Two Poems

by Kate Garrett

alphabet of flowers

unearth a story in this garden – a sundown walk 
along the overgrown path, where centipedes hide 

scribbling twenty times the lines we could manage 
with two sad hands. here is foxglove to stop hearts

and twist guts; a letter addressed to lords-and-ladies 
who took your breath straight from your lungs, sealed 

your throat. what tale have you wandered into, while 
bats sleep and dream of midnight moments to come? 

hogweed leers far above your head, preparing blisters 
for your skin, amazed you’ve come exploring willingly 

beside it. you want the very worst but still your ribcage 
holds a shivering sparrow, watched by eyeless petalled 

faces, gripped by words they drip into your skull by 
some chlorophyll telepathy: ours. you. hunger. decay. 
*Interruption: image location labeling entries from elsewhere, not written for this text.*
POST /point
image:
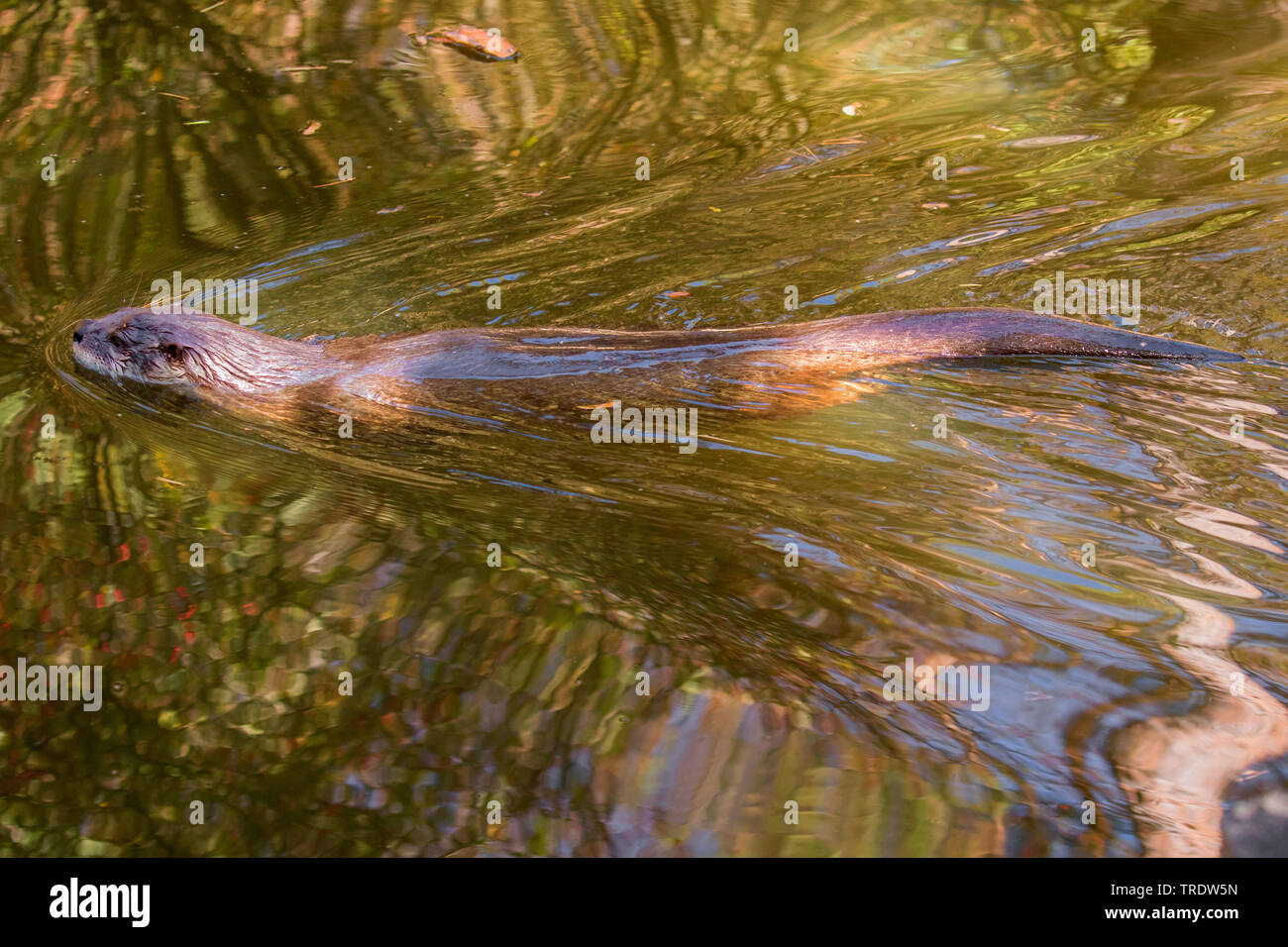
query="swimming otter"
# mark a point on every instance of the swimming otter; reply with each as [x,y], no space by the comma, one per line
[218,357]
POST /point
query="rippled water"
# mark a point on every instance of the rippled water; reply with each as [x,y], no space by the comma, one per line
[763,582]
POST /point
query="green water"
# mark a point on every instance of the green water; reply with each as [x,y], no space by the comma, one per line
[1150,684]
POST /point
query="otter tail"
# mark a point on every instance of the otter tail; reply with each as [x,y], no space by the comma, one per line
[930,334]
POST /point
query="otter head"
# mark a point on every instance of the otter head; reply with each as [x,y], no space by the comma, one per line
[189,350]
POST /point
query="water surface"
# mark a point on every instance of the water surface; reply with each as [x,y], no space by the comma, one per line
[763,582]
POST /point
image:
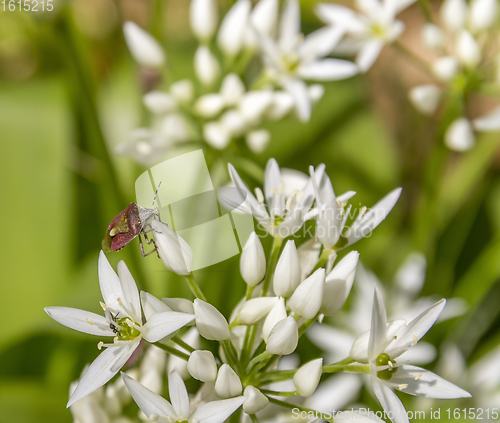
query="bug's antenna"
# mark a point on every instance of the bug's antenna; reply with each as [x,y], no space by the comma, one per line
[156,193]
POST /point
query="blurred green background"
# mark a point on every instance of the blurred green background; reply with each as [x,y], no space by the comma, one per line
[67,82]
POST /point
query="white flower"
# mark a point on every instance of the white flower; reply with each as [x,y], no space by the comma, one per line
[460,135]
[210,322]
[338,284]
[483,14]
[468,51]
[157,408]
[253,261]
[206,66]
[175,253]
[233,27]
[123,321]
[277,314]
[307,298]
[284,337]
[286,212]
[143,47]
[372,29]
[255,400]
[287,274]
[292,57]
[228,383]
[384,343]
[201,366]
[203,17]
[306,379]
[256,309]
[425,98]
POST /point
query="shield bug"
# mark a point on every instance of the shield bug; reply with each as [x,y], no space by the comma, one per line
[131,222]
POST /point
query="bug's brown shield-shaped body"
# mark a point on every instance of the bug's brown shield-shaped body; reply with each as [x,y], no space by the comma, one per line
[126,226]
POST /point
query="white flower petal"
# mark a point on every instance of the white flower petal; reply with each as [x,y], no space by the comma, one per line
[178,395]
[216,411]
[148,401]
[424,383]
[460,135]
[103,368]
[110,285]
[390,402]
[378,329]
[328,70]
[143,47]
[163,324]
[289,25]
[80,320]
[130,291]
teeth. love. soul. soil. the path narrows, the garden 
widens. you walk on feet. on knees. you crawl.

happy, happy they in hell

each one of you surfaces with a job to do – find a spot 
where the airwaves become a doorway, dance out 
into side streets and beer gardens like you belong 

here. you slide through as cigarette smoke, fumes 

from broken bourbon bottles. you stand up into a 
new body wearing denim, flannel, leather. earth 
is hell put on backwards; you turn to the sea, search 

for fires and lightning. there are no gasps or squeaks 
at a glimpse of beaks and rippling arms beneath 
holographic glamours. not one human sees the beast 

sent to test them. they’re eager to follow you home.

Kate Garrett is a writer and mum of five with a significant folklore, history, and horror obsession. She is the Magical Editor of Mookychick magazine, and her own writing is widely published. Her work has been nominated for Best of the Net and the Pushcart Prize. Born and raised in rural southern Ohio, Kate moved to the UK in 1999, where she still lives, currently in an off-duty Welsh-border vicarage.